You know what? When I was a student in dance a long time ago, in Toronto, I guess I felt a little dubious about having a full time career as an artist, so I decided to enroll in a program that was offered at George Brown College, which trained people to work—the same way an interpreter works with people who are deaf—but I worked with people who were both deaf and blind. I just had to pick something else to do other than just dance. I wanted to have sort of a back-up plan, and, to me, the only connection I had to it was that there was a physical component. The physical communication sort of spoke to me.
And so I did that. Then, of course, you can never just live in one world, so I was always bouncing back and forth between dance and school.
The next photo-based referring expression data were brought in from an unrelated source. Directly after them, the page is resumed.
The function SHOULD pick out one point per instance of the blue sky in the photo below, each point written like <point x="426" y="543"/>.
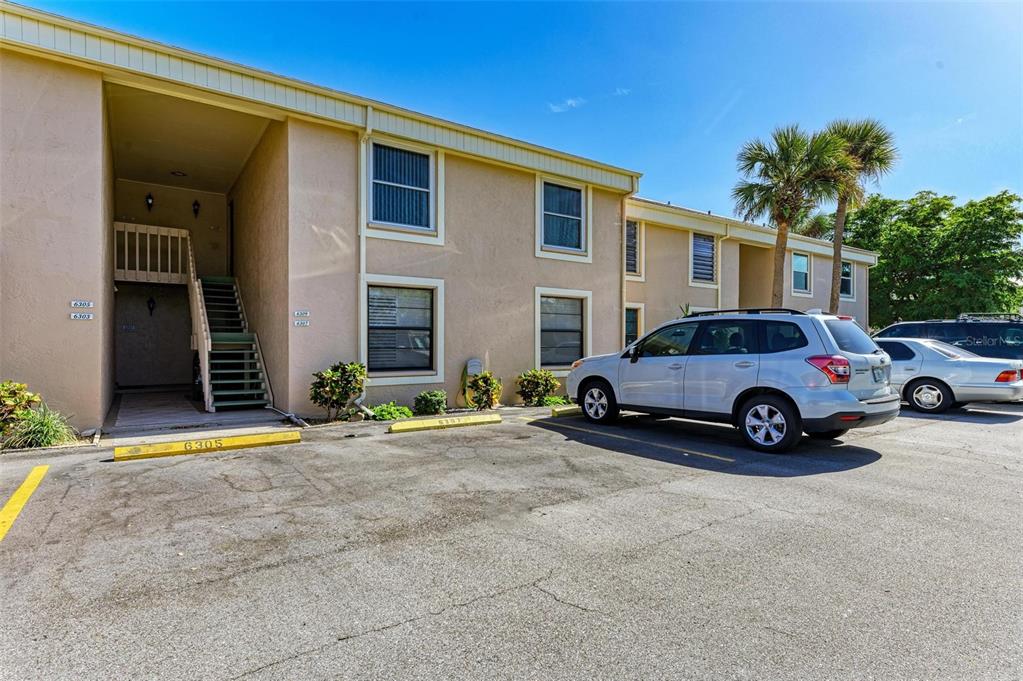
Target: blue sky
<point x="670" y="90"/>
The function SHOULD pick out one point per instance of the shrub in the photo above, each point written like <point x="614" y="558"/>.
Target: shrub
<point x="335" y="388"/>
<point x="536" y="384"/>
<point x="390" y="411"/>
<point x="429" y="403"/>
<point x="486" y="390"/>
<point x="39" y="427"/>
<point x="15" y="403"/>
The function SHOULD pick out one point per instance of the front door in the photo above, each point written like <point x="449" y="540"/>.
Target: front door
<point x="654" y="377"/>
<point x="723" y="362"/>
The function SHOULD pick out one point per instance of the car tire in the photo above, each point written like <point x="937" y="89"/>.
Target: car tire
<point x="929" y="396"/>
<point x="759" y="421"/>
<point x="597" y="401"/>
<point x="827" y="435"/>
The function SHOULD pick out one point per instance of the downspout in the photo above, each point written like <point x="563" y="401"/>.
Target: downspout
<point x="720" y="261"/>
<point x="363" y="221"/>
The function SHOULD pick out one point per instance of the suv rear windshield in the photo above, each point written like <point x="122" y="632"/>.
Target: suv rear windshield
<point x="850" y="337"/>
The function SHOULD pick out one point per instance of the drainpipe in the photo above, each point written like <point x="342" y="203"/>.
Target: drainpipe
<point x="720" y="260"/>
<point x="363" y="220"/>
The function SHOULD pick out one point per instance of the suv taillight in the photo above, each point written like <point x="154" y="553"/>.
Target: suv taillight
<point x="835" y="367"/>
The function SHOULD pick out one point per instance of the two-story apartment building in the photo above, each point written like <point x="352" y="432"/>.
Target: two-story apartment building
<point x="166" y="215"/>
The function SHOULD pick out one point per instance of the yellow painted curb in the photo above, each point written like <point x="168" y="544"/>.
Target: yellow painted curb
<point x="132" y="452"/>
<point x="444" y="422"/>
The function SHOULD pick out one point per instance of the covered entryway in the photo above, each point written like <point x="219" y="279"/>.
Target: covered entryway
<point x="183" y="345"/>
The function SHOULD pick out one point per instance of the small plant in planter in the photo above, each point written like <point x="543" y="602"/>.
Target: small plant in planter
<point x="537" y="384"/>
<point x="391" y="411"/>
<point x="334" y="389"/>
<point x="486" y="391"/>
<point x="429" y="403"/>
<point x="40" y="426"/>
<point x="15" y="403"/>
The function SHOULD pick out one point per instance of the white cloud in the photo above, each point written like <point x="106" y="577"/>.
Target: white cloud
<point x="567" y="105"/>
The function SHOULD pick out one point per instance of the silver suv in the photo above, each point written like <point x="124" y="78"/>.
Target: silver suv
<point x="772" y="373"/>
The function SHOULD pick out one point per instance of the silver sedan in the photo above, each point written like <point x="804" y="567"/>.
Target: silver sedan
<point x="933" y="376"/>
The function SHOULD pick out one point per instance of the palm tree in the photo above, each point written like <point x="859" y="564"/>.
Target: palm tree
<point x="872" y="147"/>
<point x="815" y="225"/>
<point x="786" y="178"/>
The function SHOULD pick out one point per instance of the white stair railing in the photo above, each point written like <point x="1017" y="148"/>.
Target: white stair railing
<point x="148" y="253"/>
<point x="202" y="341"/>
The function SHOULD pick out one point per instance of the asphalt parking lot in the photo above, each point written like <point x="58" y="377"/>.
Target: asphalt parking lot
<point x="545" y="548"/>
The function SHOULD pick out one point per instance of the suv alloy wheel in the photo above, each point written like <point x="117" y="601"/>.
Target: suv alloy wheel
<point x="768" y="423"/>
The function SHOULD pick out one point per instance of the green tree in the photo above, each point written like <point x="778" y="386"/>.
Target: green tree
<point x="937" y="260"/>
<point x="786" y="178"/>
<point x="873" y="150"/>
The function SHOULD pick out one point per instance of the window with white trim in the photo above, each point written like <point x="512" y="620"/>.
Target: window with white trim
<point x="704" y="247"/>
<point x="801" y="272"/>
<point x="631" y="325"/>
<point x="402" y="184"/>
<point x="631" y="246"/>
<point x="401" y="328"/>
<point x="563" y="217"/>
<point x="561" y="330"/>
<point x="845" y="285"/>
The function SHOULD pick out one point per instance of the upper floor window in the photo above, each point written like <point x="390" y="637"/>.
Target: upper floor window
<point x="563" y="217"/>
<point x="703" y="258"/>
<point x="801" y="272"/>
<point x="631" y="246"/>
<point x="401" y="187"/>
<point x="845" y="287"/>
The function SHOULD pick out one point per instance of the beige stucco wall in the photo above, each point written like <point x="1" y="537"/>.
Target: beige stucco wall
<point x="323" y="253"/>
<point x="667" y="276"/>
<point x="490" y="270"/>
<point x="55" y="234"/>
<point x="172" y="208"/>
<point x="261" y="224"/>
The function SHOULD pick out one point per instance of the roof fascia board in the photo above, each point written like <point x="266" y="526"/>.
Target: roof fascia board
<point x="51" y="36"/>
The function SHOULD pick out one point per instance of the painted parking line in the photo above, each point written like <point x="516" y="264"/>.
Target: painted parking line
<point x="602" y="434"/>
<point x="17" y="500"/>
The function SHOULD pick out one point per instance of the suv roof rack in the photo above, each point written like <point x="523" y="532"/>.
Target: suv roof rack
<point x="989" y="316"/>
<point x="747" y="311"/>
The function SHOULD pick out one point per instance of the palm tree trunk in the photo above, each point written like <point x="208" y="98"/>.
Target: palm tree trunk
<point x="777" y="279"/>
<point x="840" y="212"/>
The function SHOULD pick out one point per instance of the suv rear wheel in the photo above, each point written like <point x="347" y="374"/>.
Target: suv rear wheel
<point x="769" y="423"/>
<point x="597" y="402"/>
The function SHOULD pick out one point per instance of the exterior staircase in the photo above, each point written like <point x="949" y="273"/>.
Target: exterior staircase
<point x="237" y="377"/>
And then, eventually, you know, here I am working full time at the college, and I’m comfortable doing that. But I have to kind of keep the creative stuff going as well.
Do you have to sneak some time away for dance?
Yeah, like right now it’s pretty minimal. But, myself and two other women in town are running modern dance classes on Thursdays. So that’s kind of important for me, just to keep myself in that frame of mind. I’m in the studio less than what I used to be when I was living in Toronto, but, you know, I just feel like that’s just the way life is. These things ebb and flow all the time, and this is just where I am right now, I’m settling in.
I still feel like I’m settling in in some ways. I feel like we’ve been here for two years, but I feel in some ways it’s only been a few weeks.
What will you be presenting at the upcoming Festival of New Dance in June?
I’m presenting a piece, called “Seven Dances for my Mother.” It’s a piece that I made when I was a graduate student at York University. It’s a 30-minute dance choreography that involves live dance and film. I made the piece following the time period after my mother passed away. So, the piece sort of draws on my experience of dealing with that. That’s what I’m presenting.